Centre of Excellence (CoE)
Application of Coir Exclusively or in Combination with other Natural Fibres


With the growing environmental concerns over the exorbitant use of non-biodegradable polymers, increasing attention has been paid towards their potential replacement with natural fibres. Natural plant fibres may be extracted from different parts of the plant such as stem (flax, kenaf), leaf (pineapple, sisal), seed (cotton, coir), etc. India has a rich heritage in textile and fibre industry and the country is a leading producer of cotton, jute and coir fibres. Also, we have significant production capacities of fibres such as sisal, kenaf, pineapple, roselle, banana, etc., which are having significant industrial applications apart from the textile field. The figure depicts the geographic location of plant cultivations in India, with commercial fibres as the primary or secondary product.


Among the broad spectrum of natural fibres, the coir fibre stands out with some peculiar character traits. The fibre is the toughest in its category. Also, coir fibre is having the highest lignin content, making it the most durable among the group. These properties are signified in an evolutionary standpoint due to multiple reasons. Since the coconut must endure high fall, fibrous husk has been naturally engineered to absorb the impact upon landing. Also, the heavy nuts that are largely being relocated floating in water bodies need sufficient durability to survive before landing on the shore and sprouting. However, the coir fibre strength is less when compared to bast fibres such as jute or sisal, as the later have higher percentage of crystalline cellulose to provide structural rigidity and strength to the plant body.

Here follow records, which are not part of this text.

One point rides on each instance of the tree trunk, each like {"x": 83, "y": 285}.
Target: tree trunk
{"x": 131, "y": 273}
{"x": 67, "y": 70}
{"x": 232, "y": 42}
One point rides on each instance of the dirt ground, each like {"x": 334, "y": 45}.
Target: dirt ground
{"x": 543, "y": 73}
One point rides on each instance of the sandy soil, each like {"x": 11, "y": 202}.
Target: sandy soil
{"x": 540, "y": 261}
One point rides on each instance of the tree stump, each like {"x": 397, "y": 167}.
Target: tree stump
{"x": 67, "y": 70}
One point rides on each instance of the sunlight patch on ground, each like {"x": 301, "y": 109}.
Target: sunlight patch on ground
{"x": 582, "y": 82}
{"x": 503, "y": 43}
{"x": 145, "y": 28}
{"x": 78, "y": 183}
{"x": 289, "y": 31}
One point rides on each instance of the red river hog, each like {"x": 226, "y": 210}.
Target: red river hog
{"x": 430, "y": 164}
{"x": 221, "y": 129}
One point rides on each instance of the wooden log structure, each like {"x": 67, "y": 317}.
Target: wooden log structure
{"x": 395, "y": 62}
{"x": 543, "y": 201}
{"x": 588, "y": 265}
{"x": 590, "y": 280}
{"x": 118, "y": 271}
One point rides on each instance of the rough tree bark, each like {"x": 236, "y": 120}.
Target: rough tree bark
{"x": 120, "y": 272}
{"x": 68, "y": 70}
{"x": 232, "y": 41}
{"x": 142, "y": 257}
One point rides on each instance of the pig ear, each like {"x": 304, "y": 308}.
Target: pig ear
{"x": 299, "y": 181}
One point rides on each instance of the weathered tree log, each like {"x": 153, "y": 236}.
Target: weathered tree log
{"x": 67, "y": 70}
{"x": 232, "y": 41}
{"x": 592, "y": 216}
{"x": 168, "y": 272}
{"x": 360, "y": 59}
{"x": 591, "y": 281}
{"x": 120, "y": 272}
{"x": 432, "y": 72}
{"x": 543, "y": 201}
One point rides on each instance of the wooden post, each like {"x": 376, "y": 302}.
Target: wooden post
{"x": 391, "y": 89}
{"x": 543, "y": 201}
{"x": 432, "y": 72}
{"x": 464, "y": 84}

Our familiarity and acquaintance with coir fibre dates back to several millennia and India has been a key player in the market ever since the industrial production of coir started in the mid-19 th century. Occupying the lion-share in the global export of coir-products, the coir industry in India supports nearly one million people with a dominant female representation, and the majority belonging to the economically disadvantageous group. Hence any aligned research to promote the coir industry can bring evident and immediate social impact. From the infant stages of the industry, significant fraction of the production and manufacturing has been focused mainly in Kerala. However, recent times witnessed increased participation from states such as Tamil Nadu, Karnataka, Andra Pradesh, Telengana and Orissa in the material production. Diversified products can be made from coir fibre, the main categories being the mats and geotextiles. The scope of the industrial application of coir products got escalated several folds with the introduction of coir geotextiles. The material been deployed for variety of applications such as erosion control, pavement stabilization etc. The figures provided below shows the different grades of coir geotextiles available in the market. Apart from this, the potential of the material in cushioning and acoustic applications as well as additive in cement and polymer composites are being actively researched.


Owing to its expanding regime of applications, more fundamental understanding of the material is required in areas such as the fibre durability and degradation aspects, the fire retardancy of the materials, the suitability as natural reinforcement in composites, enhancement and refinement in the manufacturing technology, field performance analysis etc. In this regard the centre of excellence established at IIT Madras is looking forward to offering the research and technology assistance to the coir-board, in view of enhancing the value addition to the material.